Failed entries stay visible. Rules and preferences whose verify block is failing are still rendered in the brief's content sections with a ⚠ marker — the rule is still active; only the referenced resource may have moved. Memory health flags the verify failure separately.

Implementing your own backend

Backends are just classes that implement the ContextBackend interface. From a third-party package:

import type { ContextBackend, WriteInput, ContextEntry } from "@getnodus/context"

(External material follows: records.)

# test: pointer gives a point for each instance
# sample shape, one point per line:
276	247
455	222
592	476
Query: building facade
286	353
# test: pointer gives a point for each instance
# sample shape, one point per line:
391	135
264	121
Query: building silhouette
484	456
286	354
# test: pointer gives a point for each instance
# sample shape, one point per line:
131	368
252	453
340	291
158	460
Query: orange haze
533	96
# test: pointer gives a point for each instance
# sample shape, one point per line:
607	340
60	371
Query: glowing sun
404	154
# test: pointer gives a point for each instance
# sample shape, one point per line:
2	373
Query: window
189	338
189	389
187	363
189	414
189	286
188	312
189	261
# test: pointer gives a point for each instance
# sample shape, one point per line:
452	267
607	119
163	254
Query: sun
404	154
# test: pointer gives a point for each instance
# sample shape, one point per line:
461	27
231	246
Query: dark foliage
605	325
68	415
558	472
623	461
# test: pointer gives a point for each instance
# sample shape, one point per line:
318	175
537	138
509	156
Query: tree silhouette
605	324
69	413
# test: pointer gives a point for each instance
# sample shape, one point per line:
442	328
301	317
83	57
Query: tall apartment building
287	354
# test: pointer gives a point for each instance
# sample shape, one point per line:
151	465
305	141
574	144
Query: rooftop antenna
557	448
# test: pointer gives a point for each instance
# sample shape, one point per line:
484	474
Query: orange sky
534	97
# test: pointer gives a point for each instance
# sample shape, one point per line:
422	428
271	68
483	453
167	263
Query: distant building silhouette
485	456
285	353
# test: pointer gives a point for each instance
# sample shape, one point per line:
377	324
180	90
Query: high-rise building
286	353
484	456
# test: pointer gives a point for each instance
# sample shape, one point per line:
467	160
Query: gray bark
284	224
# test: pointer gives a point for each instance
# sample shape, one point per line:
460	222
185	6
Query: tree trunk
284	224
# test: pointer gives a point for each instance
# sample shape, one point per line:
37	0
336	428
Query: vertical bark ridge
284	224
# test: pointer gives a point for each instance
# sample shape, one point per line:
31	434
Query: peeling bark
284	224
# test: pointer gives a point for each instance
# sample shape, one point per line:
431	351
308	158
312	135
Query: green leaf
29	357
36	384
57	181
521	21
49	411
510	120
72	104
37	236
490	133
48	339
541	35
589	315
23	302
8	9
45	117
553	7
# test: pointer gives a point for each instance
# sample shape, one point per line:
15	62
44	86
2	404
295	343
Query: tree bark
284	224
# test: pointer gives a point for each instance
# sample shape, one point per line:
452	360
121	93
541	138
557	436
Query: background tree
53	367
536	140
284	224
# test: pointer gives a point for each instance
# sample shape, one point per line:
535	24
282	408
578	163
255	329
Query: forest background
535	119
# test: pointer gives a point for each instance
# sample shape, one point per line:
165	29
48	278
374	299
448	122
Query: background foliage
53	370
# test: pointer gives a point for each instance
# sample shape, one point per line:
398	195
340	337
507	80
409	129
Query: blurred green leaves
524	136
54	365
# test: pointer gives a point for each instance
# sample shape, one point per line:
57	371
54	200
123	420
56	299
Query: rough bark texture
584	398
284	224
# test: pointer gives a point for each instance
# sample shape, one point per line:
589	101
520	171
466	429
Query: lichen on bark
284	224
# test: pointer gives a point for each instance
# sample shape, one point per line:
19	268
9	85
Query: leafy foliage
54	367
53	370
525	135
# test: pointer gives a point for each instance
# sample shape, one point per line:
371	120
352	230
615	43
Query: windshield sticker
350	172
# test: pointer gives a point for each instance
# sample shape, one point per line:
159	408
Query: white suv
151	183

export function createBackend(options: { /* your options */ }): ContextBackend {
  return {
    describe: () => ({
      type: "my-backend",
      label: "Custom storage",
      capabilities: { history: false },
    }),
    async read(id) { /* ... */ },
    async write(input) { /* ... */ },
    async delete(id) { /* ... */ },
    async list(options) { /* ... */ },
    async search(query) { /* ... */ },
    async listTags() { /* ... */ },
  }
}

Publish as an npm package, then:

context profile add my --type=module --path=my-backend-pkg

Safety

  • Atomic writes — entries on the local backend are written to a temp file and renamed.
  • Auto-history (local) — every overwrite and delete snapshots the previous version. Recover with context revert <id>.
  • Size cap — 256 KB per entry.
  • Path validation — ids are constrained to safe alphanumeric segments; no .. escapes.
  • Auth (http backends) — bearer token via Authorization header.

Network use

@getnodus/context is a local-first tool. The only outbound calls it makes on its own behalf are:

  • Update check — once every 24 hours, a request to https://registry.npmjs.org/@getnodus/context/latest to compare your installed version to the latest published. 1.5s timeout; failures are silent. Disable with NODUS_DISABLE_UPDATE_CHECK=1. Skipped automatically in CI.
  • Verify blocks — only fire when an entry declares one. kind: url hits the URL you specified; kind: repo hits https://api.github.com/repos/<owner>/<name>; kind: path is local-only. Bounded by NODUS_VERIFY_TIMEOUT_MS (8s default; 3s for inline verify-on-write). Disable background re-checks with NODUS_DISABLE_BACKGROUND_VERIFY=1.
  • HTTP backend / ack sync — only when you configure an http or mirror profile. All traffic goes to the server URL you provided.

No telemetry. No analytics. Entry contents never leave the local backend unless you configure a remote profile.

Config

~/.nodus/config.json:

{
  "activeProfile": "personal",
  "profiles": {
    "personal": { "type": "local" },
    "server":   { "type": "http", "url": "...", "token": "..." }
  }
}

Override location with NODUS_CONFIG_DIR. Local storage root: ~/.nodus/context/ or NODUS_CONTEXT_DIR.